The article covers current training on landing medical helicopters. This is being done for both medical and trauma scene needs.

High Speed Medicine

The article is available below or on the Madill Record website. Marshall EMS will have more community and partner based training in 2023.

Madill Record: High Speed Medicine Article

Medical care is speeding up for Marshall County residents in the Southwest part of the county. Responders from several agencies participated in a Landing Zone class with CareFlite on October 25.

CareFlite is a non-profit medical transport company serving many counties throughout Texas and Southern Oklahoma. Chief Cade Webb of the Willis Powell Volunteer Fire Department started the class by discussing the current issues.

‘Our neighbors have the longest transport times to definitive care in the county,’ he said. ‘We can make that window shorter using medical helicopters to provide a faster option.’

CareFlite helicopters can travel at a speed of up to 140 knots, comparatively well over twice the speed of a ground ambulance. Shortening the time it takes to get patients seen by a physician.

Medical Helicopter Uses

Medical helicopters often come to scenes for trauma. Those might be motor vehicle collisions, burn injuries from house fires, or violence. Recently, Marshall County dispatched CareFlite for a woman with stroke symptoms; more and more medical helicopters are being used for complex scene medical cases.

CareFlite spent time teaching safety aspects of medical flight and medical capabilities. Among those capabilities blood products for patients, a critical need where minutes matter. Additionally, they have compression devices to deliver CPR in the air and carry modern ventilators comparable to those found in hospital ICUs, capable of pediatrics and adults.

CareFlite is also fully equipped to transport traumas from scenes such as falls, motor vehicle accidents, burns, drownings, etc., to Level 1 or 2 trauma centers.
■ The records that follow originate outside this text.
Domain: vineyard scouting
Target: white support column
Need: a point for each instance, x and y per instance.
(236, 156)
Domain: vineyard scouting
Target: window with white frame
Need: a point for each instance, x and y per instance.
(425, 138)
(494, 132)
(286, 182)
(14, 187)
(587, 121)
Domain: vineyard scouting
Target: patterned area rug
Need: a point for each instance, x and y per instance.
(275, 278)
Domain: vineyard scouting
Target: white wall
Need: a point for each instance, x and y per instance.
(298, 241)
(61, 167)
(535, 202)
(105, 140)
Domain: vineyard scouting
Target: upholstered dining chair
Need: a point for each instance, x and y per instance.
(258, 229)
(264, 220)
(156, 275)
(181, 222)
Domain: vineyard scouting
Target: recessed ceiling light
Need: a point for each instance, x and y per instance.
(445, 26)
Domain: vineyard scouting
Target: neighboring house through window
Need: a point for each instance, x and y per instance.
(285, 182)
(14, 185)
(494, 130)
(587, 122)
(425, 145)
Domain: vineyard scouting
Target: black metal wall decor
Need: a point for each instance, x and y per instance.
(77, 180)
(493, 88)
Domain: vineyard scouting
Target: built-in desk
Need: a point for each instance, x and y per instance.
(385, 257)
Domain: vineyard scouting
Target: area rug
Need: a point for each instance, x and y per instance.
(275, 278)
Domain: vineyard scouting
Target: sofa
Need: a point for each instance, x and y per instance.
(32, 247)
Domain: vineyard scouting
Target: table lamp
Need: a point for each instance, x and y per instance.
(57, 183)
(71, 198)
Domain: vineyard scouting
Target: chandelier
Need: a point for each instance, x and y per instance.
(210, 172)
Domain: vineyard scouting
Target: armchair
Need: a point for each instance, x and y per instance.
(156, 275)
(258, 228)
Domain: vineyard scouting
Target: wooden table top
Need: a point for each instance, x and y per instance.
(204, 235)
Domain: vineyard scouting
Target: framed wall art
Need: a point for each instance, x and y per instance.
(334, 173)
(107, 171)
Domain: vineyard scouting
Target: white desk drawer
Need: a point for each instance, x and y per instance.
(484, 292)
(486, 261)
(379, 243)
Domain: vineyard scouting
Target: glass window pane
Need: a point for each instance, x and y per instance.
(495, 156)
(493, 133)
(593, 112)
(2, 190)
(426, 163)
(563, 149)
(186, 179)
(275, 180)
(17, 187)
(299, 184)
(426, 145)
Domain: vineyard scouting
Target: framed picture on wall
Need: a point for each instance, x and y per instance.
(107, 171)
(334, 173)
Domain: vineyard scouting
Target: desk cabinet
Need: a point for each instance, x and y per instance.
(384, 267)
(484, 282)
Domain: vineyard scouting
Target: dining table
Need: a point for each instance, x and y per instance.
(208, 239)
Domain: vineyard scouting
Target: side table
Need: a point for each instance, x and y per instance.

Strokes patients are taken to comprehensive stroke centers, a lot of the time bypassing ER and going straight to intervention.

For cardiac calls such as heart attacks, CareFlite transports to Cath lab capable centers, such as Denton or Plano. Most area hospitals will activate their teams based on EMS and Care-Flite reports before arrival, bypassing ER and saving precious minutes getting patients to surgical interventions sooner.

CareFlite’s arsenal of medical options expands Marshall County’s medical options.

Training Reaction

Lebanon Volunteer Firefighter Jared Mathis said, “This was a good program for us to learn how to support our air medical partners on scenes.”

The class included Care-Flite, several southwest fire departments, and Marshall County EMS. Beyond Willis Powell Fire and Marshall EMS, representatives from Marshall County Emergency Management, Buncombe Creek Fire Department, and Lebanon Fire Department attended.

“It was good to see multiple agencies getting together to enhance our services to our neighbors when they need us most,” said Willis Powell Volunteer Firefighter John Osteen.

Chief Webb said, ‘After this training, I’m more confident we can safely land CareFlite.’

‘This gets our patients where they need to be and gives us another option when it matters.’